GREENSBORO, N.C. -- As thousands of basketball fans pack Greensboro Coliseum for this year's ACC tournament, student athletes take center stage.
It’s a life Stephanie Barrett lived for three years while in college.
"From running to lifting to conditioning to skills practice, there was always something on the calendar," Barrett said.
She played Division 1 and Division 3 softball.
A sport she picked up when she was eight.
"It was very busy, very hectic and not a lot of down time," she said.
She put away her glove and softball bat in 2012 after graduating and becoming a personal trainer.
She's now a grad student at UNCG, working on her master's degree in kinesiology.
It's a life she says that was hard to adjust to after years of being an athlete.
"The loss of that piece of you is harder to figure out for sure. That's been the hardest part," she said.
Barrett deals with stiff joints and aches.
"It took a toll on my knees and my hips and my ankles," she said.
It's a reality Dr.
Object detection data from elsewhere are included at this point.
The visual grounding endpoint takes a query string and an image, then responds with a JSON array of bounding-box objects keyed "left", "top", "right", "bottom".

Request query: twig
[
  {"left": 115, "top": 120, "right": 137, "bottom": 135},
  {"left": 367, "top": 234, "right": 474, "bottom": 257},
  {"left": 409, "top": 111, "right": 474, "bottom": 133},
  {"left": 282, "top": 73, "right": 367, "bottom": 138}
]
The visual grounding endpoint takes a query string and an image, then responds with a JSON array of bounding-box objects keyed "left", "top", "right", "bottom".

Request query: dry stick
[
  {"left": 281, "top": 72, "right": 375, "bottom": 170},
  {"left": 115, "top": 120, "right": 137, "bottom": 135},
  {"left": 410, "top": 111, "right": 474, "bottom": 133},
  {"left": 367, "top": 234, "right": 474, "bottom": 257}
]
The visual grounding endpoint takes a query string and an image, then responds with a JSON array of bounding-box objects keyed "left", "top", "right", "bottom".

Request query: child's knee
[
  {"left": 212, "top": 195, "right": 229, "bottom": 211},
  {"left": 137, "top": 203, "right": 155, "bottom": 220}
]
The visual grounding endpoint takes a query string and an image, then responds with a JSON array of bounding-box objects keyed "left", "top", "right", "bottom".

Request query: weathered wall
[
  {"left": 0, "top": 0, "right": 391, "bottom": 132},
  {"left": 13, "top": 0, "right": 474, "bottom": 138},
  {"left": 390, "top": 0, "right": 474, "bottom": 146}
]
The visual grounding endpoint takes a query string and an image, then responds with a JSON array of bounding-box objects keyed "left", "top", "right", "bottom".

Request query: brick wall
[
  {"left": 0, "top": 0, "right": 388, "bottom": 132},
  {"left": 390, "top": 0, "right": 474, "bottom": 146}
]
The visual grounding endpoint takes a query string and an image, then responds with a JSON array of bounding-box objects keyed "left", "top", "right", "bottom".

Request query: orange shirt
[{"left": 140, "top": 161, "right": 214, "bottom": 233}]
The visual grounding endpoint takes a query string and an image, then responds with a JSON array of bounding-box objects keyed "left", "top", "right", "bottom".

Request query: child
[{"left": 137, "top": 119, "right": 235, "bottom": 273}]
Erin Reifsteck says many student athletes go through after graduating.
"When all of a sudden you're not competing anymore, you're not a student athlete, what does that mean and how do I cope with that?" Reifsteck asked.
Using a grant from the NCAA, Reifsteck has created the Moving On! program at UNCG.
"We want to help student athletes move on from college sports and make a healthy transition," Reifsteck said.
The program will guide students for four weeks using workshops to help them adjust into a life off the field.
A life where Reifsteck says many former athletes have spiraled into depression or physical illness.